Overview of the Online Retail Dataset¶
The Online Retail dataset is a transaction dataset for a British online retailer. It contains all transactions between 01.12.2010 and 09.12.2011. The dataset includes the following information:¶
InvoiceNo¶
Invoice number. A unique six-digit number assigned to each transaction. If the number starts with 'C', it indicates a cancellation.
StockCode¶
Product code. A unique five-digit number for each product.
Description¶
Product description.
Quantity¶
Number of products sold per transaction.
InvoiceDate¶
Date and time of the transaction.
UnitPrice¶
Unit price of the product.
CustomerID¶
Customer number. A unique five-digit number for each customer.
Country¶
The country where the customer is located.
Steps for an Exploratory Data Analysis (EDA)¶
Data Import and Initial Inspection¶
Load the dataset into a pandas DataFrame. Overview of the data structure (data types, number of rows/columns). Display the first and last rows.
Data Cleaning¶
Check for missing values and decide how to handle them. Remove duplicates. Convert data types (e.g., InvoiceDate to datetime). Handle negative or unusual values (e.g., negative Quantity).
Descriptive Statistics¶
Calculate metrics such as mean, median, standard deviation. Examine the distribution of numerical variables.
Data Visualization¶
Create charts like histograms, box plots, scatter plots. Visualize trends over time.
Feature Engineering¶
Create new variables, e.g., total price (TotalPrice = Quantity * UnitPrice). Extract time information from InvoiceDate (month, weekday, hour).
Gaining Insights¶
Summarize the key findings from the analysis. Identify patterns or anomalies.

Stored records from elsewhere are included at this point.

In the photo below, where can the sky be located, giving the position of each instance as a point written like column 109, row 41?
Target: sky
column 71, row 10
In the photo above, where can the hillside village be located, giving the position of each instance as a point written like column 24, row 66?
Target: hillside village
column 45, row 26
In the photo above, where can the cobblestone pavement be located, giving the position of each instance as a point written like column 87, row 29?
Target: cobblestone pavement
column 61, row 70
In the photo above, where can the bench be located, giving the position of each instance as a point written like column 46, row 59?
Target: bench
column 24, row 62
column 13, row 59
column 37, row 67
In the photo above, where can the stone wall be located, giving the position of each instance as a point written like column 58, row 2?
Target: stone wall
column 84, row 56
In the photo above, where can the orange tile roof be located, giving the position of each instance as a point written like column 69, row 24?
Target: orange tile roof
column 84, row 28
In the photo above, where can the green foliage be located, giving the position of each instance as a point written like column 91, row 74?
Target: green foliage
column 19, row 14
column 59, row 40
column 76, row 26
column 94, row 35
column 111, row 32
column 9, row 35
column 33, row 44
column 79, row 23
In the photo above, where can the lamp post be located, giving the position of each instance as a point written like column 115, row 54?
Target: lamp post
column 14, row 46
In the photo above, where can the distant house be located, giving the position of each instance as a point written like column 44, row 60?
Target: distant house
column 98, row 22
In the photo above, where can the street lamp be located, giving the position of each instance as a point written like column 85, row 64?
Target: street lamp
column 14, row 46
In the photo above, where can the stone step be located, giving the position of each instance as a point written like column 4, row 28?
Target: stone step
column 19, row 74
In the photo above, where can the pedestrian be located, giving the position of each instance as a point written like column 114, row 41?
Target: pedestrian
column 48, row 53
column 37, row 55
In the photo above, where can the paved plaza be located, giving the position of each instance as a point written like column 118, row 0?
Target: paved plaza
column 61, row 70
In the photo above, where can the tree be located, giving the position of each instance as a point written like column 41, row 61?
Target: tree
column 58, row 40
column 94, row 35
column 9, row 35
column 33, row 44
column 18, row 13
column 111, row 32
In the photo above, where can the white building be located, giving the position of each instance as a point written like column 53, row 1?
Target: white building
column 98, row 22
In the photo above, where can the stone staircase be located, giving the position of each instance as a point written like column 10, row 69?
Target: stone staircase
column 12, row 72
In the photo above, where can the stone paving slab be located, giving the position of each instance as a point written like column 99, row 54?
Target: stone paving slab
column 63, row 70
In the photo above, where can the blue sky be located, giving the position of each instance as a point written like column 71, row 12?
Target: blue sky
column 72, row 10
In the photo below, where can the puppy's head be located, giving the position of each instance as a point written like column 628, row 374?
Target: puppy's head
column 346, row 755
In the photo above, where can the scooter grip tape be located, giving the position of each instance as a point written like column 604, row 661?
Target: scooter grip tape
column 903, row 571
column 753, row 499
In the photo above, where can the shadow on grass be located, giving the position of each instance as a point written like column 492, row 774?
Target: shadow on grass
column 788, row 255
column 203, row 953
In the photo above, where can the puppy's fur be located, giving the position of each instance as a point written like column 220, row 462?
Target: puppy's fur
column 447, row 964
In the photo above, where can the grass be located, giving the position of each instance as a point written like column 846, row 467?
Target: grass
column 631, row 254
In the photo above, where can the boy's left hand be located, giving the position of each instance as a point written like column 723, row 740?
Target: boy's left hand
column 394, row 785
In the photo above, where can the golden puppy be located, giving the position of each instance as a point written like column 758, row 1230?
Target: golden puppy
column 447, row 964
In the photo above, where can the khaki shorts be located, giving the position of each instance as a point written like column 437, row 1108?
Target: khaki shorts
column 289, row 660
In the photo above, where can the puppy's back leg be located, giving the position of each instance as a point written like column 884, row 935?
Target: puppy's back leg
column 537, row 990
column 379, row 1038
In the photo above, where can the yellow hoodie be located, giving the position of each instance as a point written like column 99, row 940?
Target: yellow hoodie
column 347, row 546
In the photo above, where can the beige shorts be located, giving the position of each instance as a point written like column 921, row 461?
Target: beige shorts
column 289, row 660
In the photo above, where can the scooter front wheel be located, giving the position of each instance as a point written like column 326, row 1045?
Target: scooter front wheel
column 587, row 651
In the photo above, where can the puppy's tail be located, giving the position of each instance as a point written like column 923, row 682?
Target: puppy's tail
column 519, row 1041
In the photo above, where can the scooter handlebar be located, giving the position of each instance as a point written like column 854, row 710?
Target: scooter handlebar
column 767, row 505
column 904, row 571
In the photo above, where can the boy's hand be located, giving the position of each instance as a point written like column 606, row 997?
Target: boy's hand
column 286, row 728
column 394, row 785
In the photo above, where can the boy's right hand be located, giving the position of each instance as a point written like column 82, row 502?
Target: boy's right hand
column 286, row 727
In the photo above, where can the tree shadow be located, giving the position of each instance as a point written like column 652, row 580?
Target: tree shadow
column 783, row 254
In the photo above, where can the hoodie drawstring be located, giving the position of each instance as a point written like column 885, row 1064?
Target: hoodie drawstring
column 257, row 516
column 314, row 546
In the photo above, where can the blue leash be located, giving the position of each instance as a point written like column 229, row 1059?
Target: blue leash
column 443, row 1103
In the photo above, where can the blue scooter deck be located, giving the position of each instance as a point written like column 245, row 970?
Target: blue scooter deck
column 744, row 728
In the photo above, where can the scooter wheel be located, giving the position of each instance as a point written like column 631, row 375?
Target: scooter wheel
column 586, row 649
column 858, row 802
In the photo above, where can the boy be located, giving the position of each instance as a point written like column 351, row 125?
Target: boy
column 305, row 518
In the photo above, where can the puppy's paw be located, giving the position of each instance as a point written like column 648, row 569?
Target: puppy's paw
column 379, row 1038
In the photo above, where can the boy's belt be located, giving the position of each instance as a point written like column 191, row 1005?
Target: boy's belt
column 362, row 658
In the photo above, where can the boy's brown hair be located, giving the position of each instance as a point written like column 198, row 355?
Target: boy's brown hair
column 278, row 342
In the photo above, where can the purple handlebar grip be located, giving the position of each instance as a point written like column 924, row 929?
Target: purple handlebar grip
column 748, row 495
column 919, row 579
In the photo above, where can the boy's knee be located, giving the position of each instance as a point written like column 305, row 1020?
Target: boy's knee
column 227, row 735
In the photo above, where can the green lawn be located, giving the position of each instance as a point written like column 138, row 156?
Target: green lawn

1. Importing the necessary libraries¶
import pandas as pd
import numpy as np
import matplotlib.pyplot as plt
import seaborn as sns
%matplotlib inline
Explanation:¶
We import the necessary libraries for data analysis and visualization. %matplotlib inline ensures that the plots are displayed directly in the notebook.
2. Loading the Dataset¶
# Assuming the file is named 'OnlineRetail.xlsx' and is located in the current directory
df = pd.read_excel('OnlineRetail.xlsx')
3. Initial Data Inspection¶
# Overview of the data
df.head()
InvoiceNo | StockCode | Description | Quantity | InvoiceDate | UnitPrice | CustomerID | Country | |
---|---|---|---|---|---|---|---|---|
0 | 536365 | 85123A | WHITE HANGING HEART T-LIGHT HOLDER | 6 | 2010-12-01 08:26:00 | 2.55 | 17850.0 | United Kingdom |
1 | 536365 | 71053 | WHITE METAL LANTERN | 6 | 2010-12-01 08:26:00 | 3.39 | 17850.0 | United Kingdom |
2 | 536365 | 84406B | CREAM CUPID HEARTS COAT HANGER | 8 | 2010-12-01 08:26:00 | 2.75 | 17850.0 | United Kingdom |
3 | 536365 | 84029G | KNITTED UNION FLAG HOT WATER BOTTLE | 6 | 2010-12-01 08:26:00 | 3.39 | 17850.0 | United Kingdom |
4 | 536365 | 84029E | RED WOOLLY HOTTIE WHITE HEART. | 6 | 2010-12-01 08:26:00 | 3.39 | 17850.0 | United Kingdom |
# Information about the DataFrame
df.info()
<class 'pandas.core.frame.DataFrame'> RangeIndex: 541909 entries, 0 to 541908 Data columns (total 8 columns): # Column Non-Null Count Dtype --- ------ -------------- ----- 0 InvoiceNo 541909 non-null object 1 StockCode 541909 non-null object 2 Description 540455 non-null object 3 Quantity 541909 non-null int64 4 InvoiceDate 541909 non-null datetime64[ns] 5 UnitPrice 541909 non-null float64 6 CustomerID 406829 non-null float64 7 Country 541909 non-null object dtypes: datetime64[ns](1), float64(2), int64(1), object(4) memory usage: 33.1+ MB
# Statistical metrics
df.describe()
Quantity | InvoiceDate | UnitPrice | CustomerID | |
---|---|---|---|---|
count | 541909.000000 | 541909 | 541909.000000 | 406829.000000 |
mean | 9.552250 | 2011-07-04 13:34:57.156386048 | 4.611114 | 15287.690570 |
min | -80995.000000 | 2010-12-01 08:26:00 | -11062.060000 | 12346.000000 |
25% | 1.000000 | 2011-03-28 11:34:00 | 1.250000 | 13953.000000 |
50% | 3.000000 | 2011-07-19 17:17:00 | 2.080000 | 15152.000000 |
75% | 10.000000 | 2011-10-19 11:27:00 | 4.130000 | 16791.000000 |
max | 80995.000000 | 2011-12-09 12:50:00 | 38970.000000 | 18287.000000 |
std | 218.081158 | NaN | 96.759853 | 1713.600303 |
Explanation:¶
head() displays the first five rows. info() provides information about the columns and their data types. describe() returns statistical metrics for numerical columns.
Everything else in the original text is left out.